New Evidence of Early Glacial Development, History of Antarctic Ice Sheet Revised
May 5, 2006
Sediments characteristic of deposition by glacial ice near the Eocene-Oligocene boundary on Seymour Island. Credit: Linda C. Ivany
Syracuse University Professors Linda C. Ivany and Scott D. Samson along with colleagues at the University of Leuven in Belgium and Hamilton College have found evidence that expands our understanding about how the ice sheet covering most of Antarctica really began. Their findings were published in the article “Evidence for an Earliest Oligocene Ice Sheet on the Antarctic Penninsula,” in the May 2006 issue of the journal, Geology. The research was supported by funding from the National Science Foundation’s Office of Polar Programs.
“One of the most fundamental climate shifts that this planet has undergone since the events that precipitated the extinction of the dinosaurs is the so-called
‘greenhouse to icehouse transition’—the time when Earth went from having virtually no ice on it at all to one with a more or less permanent ice sheet covering Antarctica,” says Ivany, professor of earth science in The College of Arts and Sciences at SU and principal investigator on the project. “This happened about 34 million years ago, and is marked by dramatic changes in the chemistry of the oceans and the appearance of ‘ice rafted debris’ in ocean sediments around Antarctica, carried there by icebergs from land that floated out and melted far from the continent, releasing the sand and rock that had been frozen into them.”

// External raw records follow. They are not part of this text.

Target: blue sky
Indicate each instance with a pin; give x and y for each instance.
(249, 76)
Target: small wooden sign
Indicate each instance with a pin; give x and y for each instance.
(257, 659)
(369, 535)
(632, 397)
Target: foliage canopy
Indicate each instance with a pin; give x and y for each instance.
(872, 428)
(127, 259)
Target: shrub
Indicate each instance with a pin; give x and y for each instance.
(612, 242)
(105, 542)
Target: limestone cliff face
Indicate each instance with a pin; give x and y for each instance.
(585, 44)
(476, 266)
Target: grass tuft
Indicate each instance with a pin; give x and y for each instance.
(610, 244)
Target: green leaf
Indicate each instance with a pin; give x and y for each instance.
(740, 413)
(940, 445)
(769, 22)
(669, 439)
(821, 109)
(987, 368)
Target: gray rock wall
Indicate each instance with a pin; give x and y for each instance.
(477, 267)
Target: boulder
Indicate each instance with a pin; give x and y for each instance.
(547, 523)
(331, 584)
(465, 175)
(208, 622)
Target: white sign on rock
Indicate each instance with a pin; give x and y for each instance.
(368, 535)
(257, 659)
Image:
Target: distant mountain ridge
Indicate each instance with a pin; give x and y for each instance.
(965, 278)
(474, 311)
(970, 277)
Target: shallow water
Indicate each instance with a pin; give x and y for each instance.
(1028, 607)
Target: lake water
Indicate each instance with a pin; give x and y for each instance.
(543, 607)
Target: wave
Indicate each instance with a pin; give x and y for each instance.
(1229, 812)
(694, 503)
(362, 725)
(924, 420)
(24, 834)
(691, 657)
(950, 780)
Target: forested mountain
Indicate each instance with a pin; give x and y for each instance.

Though scientists are quite sure that glaciers grew on Antarctica at this time, it is not clear where that ice was, nor how much of it there was initially. This is because most of the continent is now under the ice, and it is difficult to find places where sediments are exposed that record this interval of time.
Until now, the assumption has been that glaciers were confined to the eastern part of Antarctica, where the biggest ice sheet is today. Ivany’s research team found evidence that glaciers may have covered a much bigger area at the early stages of this transition. Sediments on Seymour Island, off the northern tip of the Antarctic Peninsula, have been dated to just this time, and show features characteristic of deposition by glacial ice. Because this island is at the far northern reaches of the Peninsula, in western Antarctica, they suggest that the initial pulse of glaciation was far more extensive than originally suspected.
Scientists believe that growth of the Antarctic ice sheet was initiated by a drop in greenhouse gas concentrations in the atmosphere in combination with a change in ocean circulation caused by South America pulling away from Antarctica. The climatic response to these gradual changes now appears to be even bigger than previously thought, showing that Earth cooled fast enough to allow the growth of ice on the entire continent all at once.
Ivany’s team concludes that because Earth’s climate system is capable of shifting this rapidly and dramatically to such a new and different state, their discovery may provide an insight into how things could change in the future if we continue to alter our environment.